Courtesy illustration
The proposed twin bike lanes along Kanawha Boulevard would run beside the pedestrian walkway and be separated from traffic lanes by a four-foot-wide green space. All four traffic lanes will be maintained.

CHARLESTON, W.Va. -- Charleston could finally get its first official bike lanes by the end of the year, City Manager David Molgaard said, if City Council members OK a design contract next week.

"We're going to recommend a contract with TRC Engineers for up to $280,000 to provide planning, design and contract administration services related to the Kanawha Trestle walk and bikeway system," Molgaard said.

Its name notwithstanding, the project involves dual bike lines -- one in each direction -- along the river side of Kanawha Boulevard, from Magic Island to Patrick Street, Molgaard said.

Consultants working on a new comprehensive plan for the city unveiled the bike lane proposal last September during an Imagine Charleston open house at the Culture Center.

Council members agreed in October to redirect $2.2 million of city and federal funds to the project. The money was originally earmarked for the Kanawha Trestle Trail plan to convert the CSX train trestle for hiking and biking, which engineers said could cost $15 million or more.

An ad hoc committee unanimously chose TRC among eight firms that responded to a request for qualifications, Molgaard said. Unlike most other firms, TRC came up with a novel approach.

"My initial thought, and most of the other firms agreed, was to keep the curbs [between the Boulevard and the walkway] and keep the light fixtures in place, which put the bike lanes near to the traffic. We were thinking you'd need some kind of bollard system to provide separation from the traffic," Molgaard said.

"One of the things I think the selection committee liked about the system from TRC was the provision for a buffer between the bike lanes and vehicular lanes.
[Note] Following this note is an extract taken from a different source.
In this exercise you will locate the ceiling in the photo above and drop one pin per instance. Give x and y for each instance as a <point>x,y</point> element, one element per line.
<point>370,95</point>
They felt we could move the light poles north, move the bike lanes next to the pedestrian walkway and add a little green space, some plantings."

TRC's plan may cost more, Molgaard said, but he thinks it's a better solution.

"The plan contemplates maintaining four lanes of vehicular traffic but would involve removing the medians, shifting lanes of traffic to the north and narrowing the lanes." Traffic lanes that now vary from 11 to 13 feet wide would be trimmed to about 10.5 feet, he said.

"The goal would be to maintain as much on-street parking as possible. We may have to relocate some parking."

The basic concept already has the blessing of state highways officials, who approved the reassignment of the funds the late Sen. Robert C. Byrd, D-W.Va., earmarked for the trestle project.

"I think we're looking at a budget of $2.2 million," Molgaard said, which may not be enough to finish the job given TRC's conceptual design.

"It could be we may not get all the way to Patrick Street. That will be fleshed out in this process," he said. "We'll plan the whole project and see what we can do with value engineering."

Design could take about four months, and construction another five months, Molgaard said, "so potentially 10, 11 months from now" it could be done.